The Debre Damo monastery was started by a 6th century Syrian monk for whom not being pestered by people was apparently number one on his checklist, 'How to start a monastery.' Anyway, it is still a living monastery with over 200 monks, deacons and boy apprentices living on its plateau top. Due to its antiquity, it remains one of the most sacred sites for the Ethiopian Coptic Church, though isolated in the far north on the Eritrean border.
This is the ultimate guy place--forget the sports bars downtown Toronto! Not even female animals are allowed.
I qualified, so agreed--without consulting my interior fear factor--to make the trip. The mountain area is over 6,500 feet above sea level, and the rope-climbing cliff itself is 50 feet.
The 'safety' rope is an oxen leather strap placed around my waist and a 'trusted' monk holding it at the top to prevent me from falling. Then I am given a braided 'climbing' rope which is my key to getting to the top and back, with only the strength of my pulling power and ingenuity in finding enough small crevices in the cliff to place my feet for leverage.
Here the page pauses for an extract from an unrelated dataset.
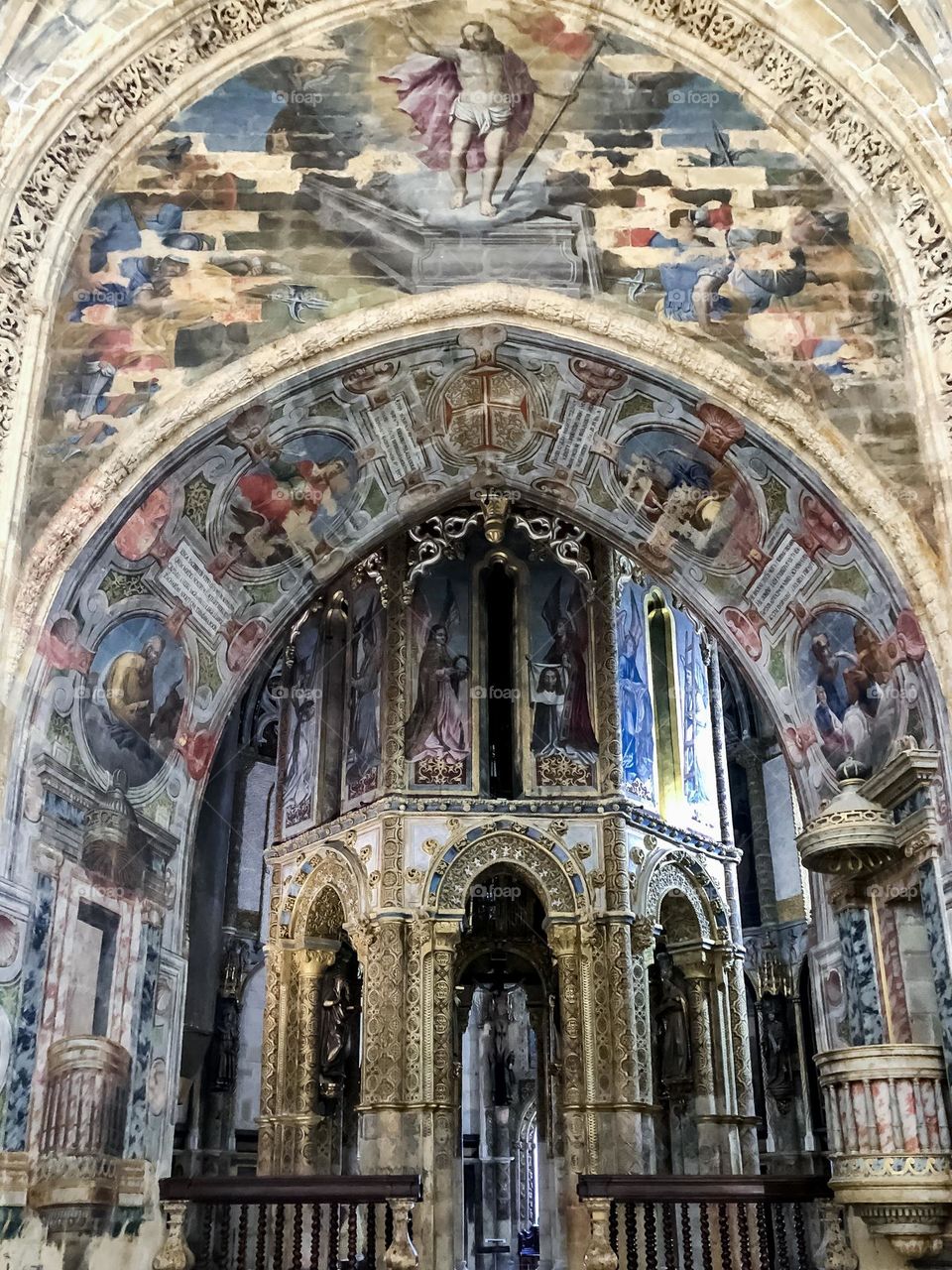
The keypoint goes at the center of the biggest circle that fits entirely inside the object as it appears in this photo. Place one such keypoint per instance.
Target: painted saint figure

This Note is proof positive that I made it. Teshome was so impressed (my silver a hair undoubtedly a factor) he gave me a big hug for my successful journey!
Here are some photos of the mountain from a distance and the climb.
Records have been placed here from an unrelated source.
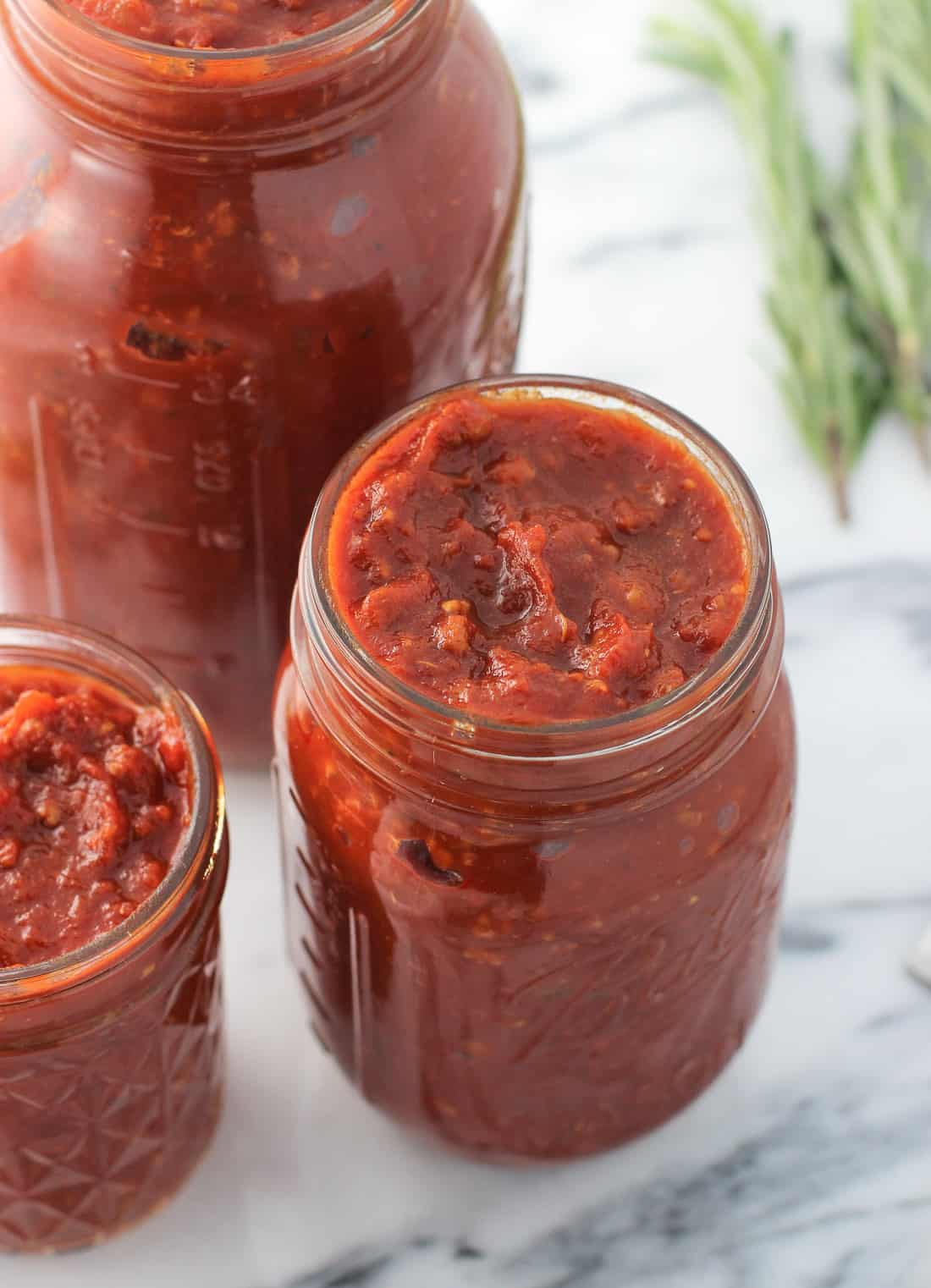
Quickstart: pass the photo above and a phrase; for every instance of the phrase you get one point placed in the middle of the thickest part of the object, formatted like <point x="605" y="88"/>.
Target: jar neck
<point x="637" y="759"/>
<point x="35" y="641"/>
<point x="212" y="102"/>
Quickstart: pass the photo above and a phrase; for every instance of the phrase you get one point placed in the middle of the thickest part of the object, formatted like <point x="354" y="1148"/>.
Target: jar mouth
<point x="48" y="641"/>
<point x="367" y="27"/>
<point x="726" y="669"/>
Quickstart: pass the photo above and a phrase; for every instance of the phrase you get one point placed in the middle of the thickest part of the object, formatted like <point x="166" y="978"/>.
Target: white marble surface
<point x="809" y="1164"/>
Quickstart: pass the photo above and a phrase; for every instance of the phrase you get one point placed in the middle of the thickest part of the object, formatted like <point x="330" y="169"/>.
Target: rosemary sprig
<point x="879" y="231"/>
<point x="903" y="30"/>
<point x="831" y="380"/>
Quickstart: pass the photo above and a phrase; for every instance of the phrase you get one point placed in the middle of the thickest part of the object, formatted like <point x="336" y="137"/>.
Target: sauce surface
<point x="537" y="560"/>
<point x="219" y="24"/>
<point x="93" y="802"/>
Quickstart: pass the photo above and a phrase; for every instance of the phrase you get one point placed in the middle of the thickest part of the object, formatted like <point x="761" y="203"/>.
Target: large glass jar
<point x="217" y="271"/>
<point x="111" y="1056"/>
<point x="536" y="944"/>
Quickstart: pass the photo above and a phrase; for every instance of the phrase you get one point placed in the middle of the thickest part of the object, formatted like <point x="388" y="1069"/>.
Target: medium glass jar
<point x="581" y="934"/>
<point x="217" y="271"/>
<point x="111" y="1056"/>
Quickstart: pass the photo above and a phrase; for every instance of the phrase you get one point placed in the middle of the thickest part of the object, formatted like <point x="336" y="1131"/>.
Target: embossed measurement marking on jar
<point x="91" y="469"/>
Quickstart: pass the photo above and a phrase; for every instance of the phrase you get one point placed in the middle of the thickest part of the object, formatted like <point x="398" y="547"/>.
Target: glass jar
<point x="217" y="271"/>
<point x="583" y="939"/>
<point x="111" y="1056"/>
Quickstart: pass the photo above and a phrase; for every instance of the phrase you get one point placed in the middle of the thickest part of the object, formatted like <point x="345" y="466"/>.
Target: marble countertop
<point x="809" y="1164"/>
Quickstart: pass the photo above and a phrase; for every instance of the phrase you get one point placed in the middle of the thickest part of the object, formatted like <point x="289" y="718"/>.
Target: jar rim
<point x="46" y="641"/>
<point x="366" y="29"/>
<point x="604" y="735"/>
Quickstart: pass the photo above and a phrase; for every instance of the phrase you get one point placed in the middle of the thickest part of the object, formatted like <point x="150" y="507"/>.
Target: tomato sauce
<point x="286" y="247"/>
<point x="531" y="560"/>
<point x="93" y="801"/>
<point x="113" y="856"/>
<point x="219" y="24"/>
<point x="536" y="767"/>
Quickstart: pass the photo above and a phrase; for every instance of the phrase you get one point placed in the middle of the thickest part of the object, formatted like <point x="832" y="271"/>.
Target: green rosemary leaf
<point x="831" y="380"/>
<point x="879" y="229"/>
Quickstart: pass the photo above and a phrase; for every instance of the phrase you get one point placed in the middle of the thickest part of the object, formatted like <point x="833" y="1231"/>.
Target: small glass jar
<point x="613" y="938"/>
<point x="218" y="269"/>
<point x="111" y="1056"/>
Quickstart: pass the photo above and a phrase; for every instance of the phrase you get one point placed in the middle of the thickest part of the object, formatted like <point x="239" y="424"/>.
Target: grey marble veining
<point x="809" y="1164"/>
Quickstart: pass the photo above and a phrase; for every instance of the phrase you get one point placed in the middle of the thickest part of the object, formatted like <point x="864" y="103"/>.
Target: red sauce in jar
<point x="532" y="934"/>
<point x="219" y="24"/>
<point x="93" y="804"/>
<point x="286" y="247"/>
<point x="536" y="560"/>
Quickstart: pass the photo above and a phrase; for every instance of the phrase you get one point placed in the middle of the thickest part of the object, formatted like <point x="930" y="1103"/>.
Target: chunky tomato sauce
<point x="537" y="560"/>
<point x="93" y="802"/>
<point x="311" y="241"/>
<point x="219" y="24"/>
<point x="535" y="938"/>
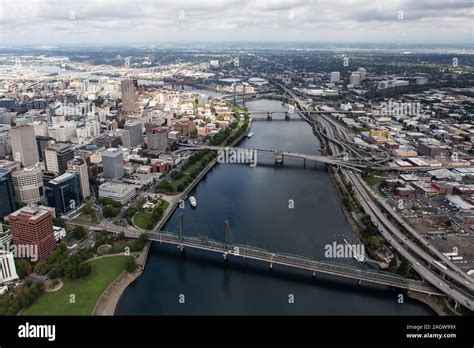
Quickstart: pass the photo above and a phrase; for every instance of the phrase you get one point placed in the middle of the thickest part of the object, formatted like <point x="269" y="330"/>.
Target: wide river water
<point x="255" y="201"/>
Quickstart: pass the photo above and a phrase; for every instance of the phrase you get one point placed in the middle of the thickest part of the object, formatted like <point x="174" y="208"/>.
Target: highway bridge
<point x="289" y="260"/>
<point x="279" y="155"/>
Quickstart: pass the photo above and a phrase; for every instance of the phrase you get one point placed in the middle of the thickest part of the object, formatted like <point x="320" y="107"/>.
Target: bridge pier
<point x="278" y="159"/>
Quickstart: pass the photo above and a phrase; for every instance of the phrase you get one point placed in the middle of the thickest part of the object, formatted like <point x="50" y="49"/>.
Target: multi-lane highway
<point x="450" y="280"/>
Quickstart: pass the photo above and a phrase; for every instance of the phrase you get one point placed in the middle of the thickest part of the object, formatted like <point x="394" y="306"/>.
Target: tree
<point x="87" y="209"/>
<point x="23" y="267"/>
<point x="99" y="101"/>
<point x="130" y="264"/>
<point x="404" y="268"/>
<point x="59" y="222"/>
<point x="374" y="243"/>
<point x="41" y="267"/>
<point x="79" y="232"/>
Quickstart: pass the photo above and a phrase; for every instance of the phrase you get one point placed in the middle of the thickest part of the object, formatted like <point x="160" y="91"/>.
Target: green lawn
<point x="188" y="171"/>
<point x="142" y="219"/>
<point x="86" y="290"/>
<point x="87" y="218"/>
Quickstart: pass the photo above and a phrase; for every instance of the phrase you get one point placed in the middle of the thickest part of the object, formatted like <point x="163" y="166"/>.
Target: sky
<point x="111" y="22"/>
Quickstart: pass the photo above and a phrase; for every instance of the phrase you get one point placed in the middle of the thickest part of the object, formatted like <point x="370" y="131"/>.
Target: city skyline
<point x="94" y="22"/>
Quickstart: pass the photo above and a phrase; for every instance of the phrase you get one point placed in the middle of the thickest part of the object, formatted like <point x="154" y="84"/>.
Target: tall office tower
<point x="28" y="184"/>
<point x="24" y="146"/>
<point x="7" y="193"/>
<point x="6" y="116"/>
<point x="136" y="132"/>
<point x="363" y="73"/>
<point x="42" y="144"/>
<point x="129" y="95"/>
<point x="157" y="139"/>
<point x="63" y="192"/>
<point x="125" y="137"/>
<point x="5" y="147"/>
<point x="112" y="163"/>
<point x="354" y="79"/>
<point x="33" y="226"/>
<point x="335" y="76"/>
<point x="79" y="166"/>
<point x="57" y="156"/>
<point x="7" y="267"/>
Here are a few pics of the monastery. The centre of the community is the church--the oldest church in Ethiopia still in its original style (renovated a few years ago). The design is a layering of stone and strips of olive wood (which lasts about 2,000 years). Olive trees grow on the top but--you guessed it--even they are not fruit-bearing!
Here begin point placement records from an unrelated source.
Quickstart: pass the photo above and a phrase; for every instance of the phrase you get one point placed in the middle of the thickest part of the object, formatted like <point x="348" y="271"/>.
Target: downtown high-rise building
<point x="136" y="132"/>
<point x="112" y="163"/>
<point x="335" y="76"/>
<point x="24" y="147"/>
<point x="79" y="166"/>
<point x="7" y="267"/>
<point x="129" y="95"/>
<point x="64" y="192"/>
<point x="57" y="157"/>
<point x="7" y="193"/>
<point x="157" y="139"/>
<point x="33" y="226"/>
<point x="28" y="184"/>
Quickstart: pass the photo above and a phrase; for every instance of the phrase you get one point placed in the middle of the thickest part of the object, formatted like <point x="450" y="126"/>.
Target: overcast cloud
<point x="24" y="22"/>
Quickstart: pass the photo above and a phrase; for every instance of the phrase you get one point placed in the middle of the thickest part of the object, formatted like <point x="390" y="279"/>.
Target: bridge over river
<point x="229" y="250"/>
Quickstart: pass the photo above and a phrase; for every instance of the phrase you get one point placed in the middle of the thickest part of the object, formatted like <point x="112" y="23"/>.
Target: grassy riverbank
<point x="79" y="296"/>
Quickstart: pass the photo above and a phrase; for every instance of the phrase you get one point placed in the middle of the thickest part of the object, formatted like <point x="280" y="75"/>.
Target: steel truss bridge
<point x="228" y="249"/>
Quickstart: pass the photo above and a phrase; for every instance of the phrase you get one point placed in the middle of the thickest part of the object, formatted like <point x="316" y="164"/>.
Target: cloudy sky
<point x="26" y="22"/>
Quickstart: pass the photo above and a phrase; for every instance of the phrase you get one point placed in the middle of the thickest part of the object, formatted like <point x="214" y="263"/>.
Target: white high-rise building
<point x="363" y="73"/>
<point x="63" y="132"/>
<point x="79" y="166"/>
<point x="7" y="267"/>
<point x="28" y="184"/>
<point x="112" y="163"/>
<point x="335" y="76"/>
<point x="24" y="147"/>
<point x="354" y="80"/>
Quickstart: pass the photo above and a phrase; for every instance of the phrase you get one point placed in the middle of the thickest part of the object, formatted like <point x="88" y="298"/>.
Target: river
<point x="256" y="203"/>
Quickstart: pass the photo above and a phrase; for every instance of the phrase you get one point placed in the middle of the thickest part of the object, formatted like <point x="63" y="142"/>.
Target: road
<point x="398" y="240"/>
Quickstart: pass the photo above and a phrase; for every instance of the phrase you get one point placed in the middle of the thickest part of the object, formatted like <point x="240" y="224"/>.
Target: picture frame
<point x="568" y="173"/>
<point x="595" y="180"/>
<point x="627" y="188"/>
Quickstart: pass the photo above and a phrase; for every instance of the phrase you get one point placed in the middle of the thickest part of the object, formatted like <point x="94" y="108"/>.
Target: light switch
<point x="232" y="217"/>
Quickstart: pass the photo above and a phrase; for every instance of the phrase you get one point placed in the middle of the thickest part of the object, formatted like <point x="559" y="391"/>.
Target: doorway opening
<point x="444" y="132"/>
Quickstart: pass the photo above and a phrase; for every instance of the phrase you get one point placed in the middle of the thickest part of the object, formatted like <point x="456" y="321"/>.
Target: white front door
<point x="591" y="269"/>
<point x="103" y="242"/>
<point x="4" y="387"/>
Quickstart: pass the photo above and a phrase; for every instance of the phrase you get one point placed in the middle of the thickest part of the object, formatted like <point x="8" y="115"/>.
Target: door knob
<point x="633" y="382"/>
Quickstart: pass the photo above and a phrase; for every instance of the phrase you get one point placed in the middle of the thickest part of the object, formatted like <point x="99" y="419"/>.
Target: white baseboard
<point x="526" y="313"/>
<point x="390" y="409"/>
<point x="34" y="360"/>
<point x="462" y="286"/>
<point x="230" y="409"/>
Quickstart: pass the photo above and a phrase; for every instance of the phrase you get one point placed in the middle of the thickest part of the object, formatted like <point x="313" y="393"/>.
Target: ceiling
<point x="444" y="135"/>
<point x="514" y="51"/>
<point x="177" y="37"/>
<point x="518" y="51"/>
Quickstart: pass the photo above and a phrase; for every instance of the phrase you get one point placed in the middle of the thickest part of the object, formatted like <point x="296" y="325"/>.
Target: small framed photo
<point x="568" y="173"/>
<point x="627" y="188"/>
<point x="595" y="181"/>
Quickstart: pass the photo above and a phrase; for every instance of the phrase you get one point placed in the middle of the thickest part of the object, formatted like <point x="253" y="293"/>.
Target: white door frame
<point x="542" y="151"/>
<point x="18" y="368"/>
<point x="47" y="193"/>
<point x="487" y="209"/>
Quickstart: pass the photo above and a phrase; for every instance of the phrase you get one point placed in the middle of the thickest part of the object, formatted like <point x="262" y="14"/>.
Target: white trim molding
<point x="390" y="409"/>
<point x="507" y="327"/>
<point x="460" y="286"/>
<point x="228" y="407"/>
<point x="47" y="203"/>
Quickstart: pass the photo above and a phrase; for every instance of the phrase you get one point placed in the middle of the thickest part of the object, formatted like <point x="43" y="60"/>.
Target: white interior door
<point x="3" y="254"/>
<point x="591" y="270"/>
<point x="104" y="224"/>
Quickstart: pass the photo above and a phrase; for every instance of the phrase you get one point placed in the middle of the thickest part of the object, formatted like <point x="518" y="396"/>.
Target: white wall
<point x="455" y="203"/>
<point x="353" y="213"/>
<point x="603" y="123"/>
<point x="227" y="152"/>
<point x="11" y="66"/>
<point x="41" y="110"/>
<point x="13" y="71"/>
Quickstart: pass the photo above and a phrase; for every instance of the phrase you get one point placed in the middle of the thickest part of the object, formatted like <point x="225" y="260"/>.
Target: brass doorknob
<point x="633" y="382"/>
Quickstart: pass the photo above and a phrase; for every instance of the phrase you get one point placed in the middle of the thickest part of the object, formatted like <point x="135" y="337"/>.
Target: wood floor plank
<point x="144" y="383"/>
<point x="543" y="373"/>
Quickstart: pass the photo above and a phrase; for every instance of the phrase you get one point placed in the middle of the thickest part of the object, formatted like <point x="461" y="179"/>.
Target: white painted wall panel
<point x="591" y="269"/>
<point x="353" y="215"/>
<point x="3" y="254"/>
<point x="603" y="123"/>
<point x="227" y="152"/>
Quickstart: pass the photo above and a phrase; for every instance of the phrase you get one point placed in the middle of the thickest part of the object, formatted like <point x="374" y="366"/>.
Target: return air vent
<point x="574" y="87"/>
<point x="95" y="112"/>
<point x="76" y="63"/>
The church also holds many ancient and valuable manuscripts. One of the highlight pics for me is this one of a monk holding open one of these early volumes of the Scriptures with colourful illustrative paintings.
There is a chapel at the base of the mountain, especially for women who wish to pray there but are not allowed on the top. And there are remains of a convent that in the past housed an order of nuns. Finally, out on the ledge, a few feet down, is a small cemetery. Women are allowed to be buried there on request, I suppose based on the virtue, 'Better late than never!' Less attractive is that the cemetery can be unappealing to the nostrils in hot weather, since the graves are shallow due to being chiseled out of solid rock.